Эти препирательства подпортили конец лета, но в любом случае Патрику пора было избавляться от сыпи, которая пошла у него по всему телу и воспалилась, а также от язвочек, усыпавших рот, горло и желудок, так что через несколько дней он вылетел в Лондон, чтобы посетить свою любимую клинику.
— Oh, les beaux jours[20], — вздохнул он, жадно заглатывая сырую лососину. Потом допил вино, уже совершенно равнодушный к вкусу.
Кто тут еще в этом гнусном ресторане? Удивительно, что Патрик до сих пор не огляделся. А впрочем, ничего особенно удивительного. Они не призывали его разрешить Загадку Чужого Разума, хотя, разумеется, люди, которые, как Виктор, считают, что здесь вообще есть загадка, обычно целиком погружены в исследование работы собственного разума. Странное совпадение.

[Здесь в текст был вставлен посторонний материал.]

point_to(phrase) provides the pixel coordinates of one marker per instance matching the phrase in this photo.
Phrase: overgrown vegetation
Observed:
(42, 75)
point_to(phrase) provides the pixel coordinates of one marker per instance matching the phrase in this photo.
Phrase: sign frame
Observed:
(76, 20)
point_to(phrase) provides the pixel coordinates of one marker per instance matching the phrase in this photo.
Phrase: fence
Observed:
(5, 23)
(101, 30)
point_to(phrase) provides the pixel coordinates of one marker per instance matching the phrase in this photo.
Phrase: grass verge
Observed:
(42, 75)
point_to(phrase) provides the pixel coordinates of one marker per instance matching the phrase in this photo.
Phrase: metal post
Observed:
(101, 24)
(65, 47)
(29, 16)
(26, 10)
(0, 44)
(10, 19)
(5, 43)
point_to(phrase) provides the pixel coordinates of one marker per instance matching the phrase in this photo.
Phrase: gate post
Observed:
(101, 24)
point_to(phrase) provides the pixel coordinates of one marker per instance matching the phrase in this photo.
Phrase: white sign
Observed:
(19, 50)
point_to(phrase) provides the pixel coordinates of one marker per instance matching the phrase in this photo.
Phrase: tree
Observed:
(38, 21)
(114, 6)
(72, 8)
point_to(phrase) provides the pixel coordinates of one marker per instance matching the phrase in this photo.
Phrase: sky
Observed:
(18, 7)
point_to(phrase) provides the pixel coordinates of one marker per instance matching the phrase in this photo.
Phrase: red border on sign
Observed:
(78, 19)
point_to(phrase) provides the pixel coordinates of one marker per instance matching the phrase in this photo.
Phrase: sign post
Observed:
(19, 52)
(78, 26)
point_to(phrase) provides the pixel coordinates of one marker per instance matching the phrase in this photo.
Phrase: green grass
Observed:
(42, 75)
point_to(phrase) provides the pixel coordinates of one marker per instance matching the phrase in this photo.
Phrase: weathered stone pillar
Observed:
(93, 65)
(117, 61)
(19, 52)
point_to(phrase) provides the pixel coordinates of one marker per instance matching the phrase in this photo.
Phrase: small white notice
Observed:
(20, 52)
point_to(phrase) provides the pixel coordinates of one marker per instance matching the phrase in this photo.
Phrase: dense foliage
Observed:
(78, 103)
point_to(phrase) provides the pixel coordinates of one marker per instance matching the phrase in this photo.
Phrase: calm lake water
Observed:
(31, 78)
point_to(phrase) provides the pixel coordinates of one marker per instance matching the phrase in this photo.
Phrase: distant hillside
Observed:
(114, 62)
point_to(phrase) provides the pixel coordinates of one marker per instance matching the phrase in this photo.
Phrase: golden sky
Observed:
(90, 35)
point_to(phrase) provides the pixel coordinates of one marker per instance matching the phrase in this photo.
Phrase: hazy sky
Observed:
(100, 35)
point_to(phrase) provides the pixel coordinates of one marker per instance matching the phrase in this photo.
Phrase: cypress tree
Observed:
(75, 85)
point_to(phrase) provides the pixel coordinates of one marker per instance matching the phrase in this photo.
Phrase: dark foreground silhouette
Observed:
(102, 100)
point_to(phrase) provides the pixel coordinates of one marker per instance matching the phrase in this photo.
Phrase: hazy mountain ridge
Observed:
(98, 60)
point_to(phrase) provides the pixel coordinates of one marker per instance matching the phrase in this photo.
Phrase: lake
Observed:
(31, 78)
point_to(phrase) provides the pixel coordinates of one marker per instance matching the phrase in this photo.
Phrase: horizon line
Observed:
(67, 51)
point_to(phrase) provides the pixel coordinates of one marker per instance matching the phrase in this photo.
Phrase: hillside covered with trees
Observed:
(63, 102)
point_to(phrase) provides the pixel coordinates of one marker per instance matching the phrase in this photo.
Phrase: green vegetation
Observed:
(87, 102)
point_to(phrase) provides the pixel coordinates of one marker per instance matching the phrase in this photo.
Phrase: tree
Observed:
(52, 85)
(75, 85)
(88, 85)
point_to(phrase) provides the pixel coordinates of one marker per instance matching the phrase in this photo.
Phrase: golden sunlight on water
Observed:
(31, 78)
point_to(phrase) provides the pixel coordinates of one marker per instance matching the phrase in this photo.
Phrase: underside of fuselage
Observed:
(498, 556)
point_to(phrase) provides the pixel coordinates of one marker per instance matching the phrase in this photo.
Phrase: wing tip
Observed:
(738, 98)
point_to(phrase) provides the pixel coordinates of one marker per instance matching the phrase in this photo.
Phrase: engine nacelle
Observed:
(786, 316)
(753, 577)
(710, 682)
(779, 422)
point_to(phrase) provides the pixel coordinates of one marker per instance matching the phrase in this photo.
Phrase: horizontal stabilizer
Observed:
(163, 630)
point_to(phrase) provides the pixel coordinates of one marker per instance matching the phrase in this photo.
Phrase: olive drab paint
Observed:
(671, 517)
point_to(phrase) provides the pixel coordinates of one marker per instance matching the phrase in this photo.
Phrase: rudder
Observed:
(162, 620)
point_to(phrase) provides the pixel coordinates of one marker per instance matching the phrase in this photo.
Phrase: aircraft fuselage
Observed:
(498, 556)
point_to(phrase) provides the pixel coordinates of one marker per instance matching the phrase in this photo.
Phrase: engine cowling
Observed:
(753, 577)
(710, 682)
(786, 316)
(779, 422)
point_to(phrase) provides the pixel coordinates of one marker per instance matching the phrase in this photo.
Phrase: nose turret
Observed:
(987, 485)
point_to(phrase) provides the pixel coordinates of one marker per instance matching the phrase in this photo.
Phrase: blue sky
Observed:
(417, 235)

Патрик с холодностью рептилии обвел глазами сидящих. Он ненавидел их всех, вместе и по отдельности, но особенно — невероятно толстого мужчину, сидящего с блондинкой. Наверняка он ей платит за то, чтобы она скрывала свое отвращение.
— Как же ты омерзителен, — пробормотал Патрик. — Ты никогда не думал сесть на диету? Да, на диету. Или тебе никогда не приходило в голову, что ты отвратительно жирный?
Его разбирала злоба и агрессия. От спиртного слишком жесткий приход, подумал он, вспомнив мудрое изречение своего первого дилера, еще школьных времен, обдолбанного старого хиппи по имени Барри.
— Если бы я был таким жирным, — продолжал он, обращаясь к толстяку, — я бы покончил с собой. Хотя для этого побудительных причин не нужно.
Вне всякий сомнений, он обладал нулевой толерантностью к толстякам, женщинам, старикам, представителям другой расы, ненаркоманам и наркоманам и, разумеется, был таким снобом, что никто не удовлетворял его требованиям. Не было такого меньшинства или большинства, которое по той или иной причине не вызывало бы у него ненависти.
— Все хорошо, сэр? — спросил один из официантов, принявший бормотания Патрика за попытку сделать заказ.
— Да-да, — сказал Патрик.
Далеко не все хорошо, подумал он, нельзя всерьез ожидать, что кто-то согласится с таким утверждением. Сама мысль, будто все может быть хорошо, возмутила его до опасного сильно. Согласие — слишком редкий товар, чтобы тратить его на такие нелепые утверждения. Патрик уже думал подозвать официанта и развеять ложное впечатление счастья, которое мог у него создать. Однако другой официант — оставят ли они его когда-нибудь в покое? и стерпит ли он, если это правда случится? — нес ему стейк-тартар. Патрику хотелось острого, очень острого мяса.
Через две минуты он уже умял горку сырого мяса и картошку фри. Во рту горело от соуса табаско и кайенского перца.
— Ну вот и умничка, — сказал себе Патрик голосом няни, — набил животик.
— Да, — послушно согласился он. — Набил — это ведь как соломой набивают, да?
— Скажешь тоже, соломой, — запыхтел он, — ишь, выдумал! Ты всегда был странным ребенком. Ничего хорошего из этого не выйдет, попомни мои слова, молодой человек.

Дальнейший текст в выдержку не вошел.